Most of the video hosting website like Youtube, YouPorn, RedTube, etc. uses a bunch of overlaying Javascript with custom reference to some remote library to play a video. From the code that detect, load and play ads to the simple initial loading sequence (the big "Play" button that appears in the middle of the video player if not played automatically) and even to the sequencing and data-fetching codes that might run with the video. (You know, the code that detect how many views are active on a video, who's watching which part and so on.)

To protect their website, most of the video hosting website uses referential methods to load javascript. (Basically 1 javascript code load and cache a bunch of remote javascript codes that allows the player to access the website video content and cache it.) This why, in recent years, lots of the video downloader pluging/extension just stopped working unless they were precisely made for a website's loading method.
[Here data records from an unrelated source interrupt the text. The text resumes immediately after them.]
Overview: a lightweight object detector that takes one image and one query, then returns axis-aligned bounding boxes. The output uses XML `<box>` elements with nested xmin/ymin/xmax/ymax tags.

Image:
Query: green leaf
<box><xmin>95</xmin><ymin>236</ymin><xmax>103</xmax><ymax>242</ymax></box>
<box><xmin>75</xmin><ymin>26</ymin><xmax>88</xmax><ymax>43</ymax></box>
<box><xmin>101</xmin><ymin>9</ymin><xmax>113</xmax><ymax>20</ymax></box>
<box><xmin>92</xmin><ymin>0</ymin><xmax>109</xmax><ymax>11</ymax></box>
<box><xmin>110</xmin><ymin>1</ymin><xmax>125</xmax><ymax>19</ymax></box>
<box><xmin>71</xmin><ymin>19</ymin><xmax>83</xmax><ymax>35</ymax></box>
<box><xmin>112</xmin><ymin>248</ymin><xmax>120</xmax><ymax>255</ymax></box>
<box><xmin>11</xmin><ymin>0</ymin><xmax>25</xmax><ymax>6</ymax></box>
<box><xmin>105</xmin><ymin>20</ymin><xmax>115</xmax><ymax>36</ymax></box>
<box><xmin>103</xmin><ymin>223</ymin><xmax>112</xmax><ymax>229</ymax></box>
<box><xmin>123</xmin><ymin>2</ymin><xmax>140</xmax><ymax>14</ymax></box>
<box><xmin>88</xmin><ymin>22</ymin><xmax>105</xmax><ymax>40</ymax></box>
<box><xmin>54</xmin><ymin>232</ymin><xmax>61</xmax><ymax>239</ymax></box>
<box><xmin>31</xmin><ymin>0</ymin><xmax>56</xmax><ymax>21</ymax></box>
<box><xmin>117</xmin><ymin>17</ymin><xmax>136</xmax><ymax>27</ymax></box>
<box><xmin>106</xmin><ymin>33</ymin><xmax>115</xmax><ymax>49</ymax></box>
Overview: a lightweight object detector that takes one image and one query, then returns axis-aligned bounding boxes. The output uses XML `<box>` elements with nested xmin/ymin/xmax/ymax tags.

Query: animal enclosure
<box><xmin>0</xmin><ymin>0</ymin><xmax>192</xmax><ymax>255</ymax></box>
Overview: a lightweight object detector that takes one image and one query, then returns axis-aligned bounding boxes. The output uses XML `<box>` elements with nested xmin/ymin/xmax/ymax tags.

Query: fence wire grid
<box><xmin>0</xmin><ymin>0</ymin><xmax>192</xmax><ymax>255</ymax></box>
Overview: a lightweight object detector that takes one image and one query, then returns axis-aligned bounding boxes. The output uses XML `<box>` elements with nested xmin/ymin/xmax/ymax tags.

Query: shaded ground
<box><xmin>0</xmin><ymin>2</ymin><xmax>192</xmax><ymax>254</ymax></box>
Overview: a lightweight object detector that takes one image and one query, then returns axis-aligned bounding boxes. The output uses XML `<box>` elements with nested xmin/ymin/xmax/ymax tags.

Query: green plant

The VaM browser doesn't load remote javascript codes, but only whatever is on the first layer unless it's part of the HUB which, from what I have seen, VaM has a bit of an integration of the stuff related to it. (Basically, it can interpret the page as every pages like that follows the same strict rules.) This is also why said Browser has a big warning telling you to not load any web page which had stuff you don't know about or you do it at your own risks.
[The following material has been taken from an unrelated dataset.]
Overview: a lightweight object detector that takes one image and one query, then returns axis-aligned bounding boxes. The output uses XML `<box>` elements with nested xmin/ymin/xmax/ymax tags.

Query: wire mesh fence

Imagine that Steam's browser had this issues since its creation and Valve ended up telling everyone "We only made the browser to allow people to visit a shared platform around Steam for all devices and its community and not to visit anything else so we just don't care if X website or feature doesn't work anymore."

To answer the question about how to publish video/trailer on the HUB, the answer is actually simple: Don't do it on the HUB.
Instead, put a direct link to whatever trailer on remote site that tell something like "Click here to check the trailer on XXXXX" and, under this link, put 4 or 5 images taken from the trailer (the best that demonstrate the content). Anything more picture is just a waste of both your and the user time because it's a pain to scroll down in the in-game Browser and it slow down the loading time when accessing your content's page.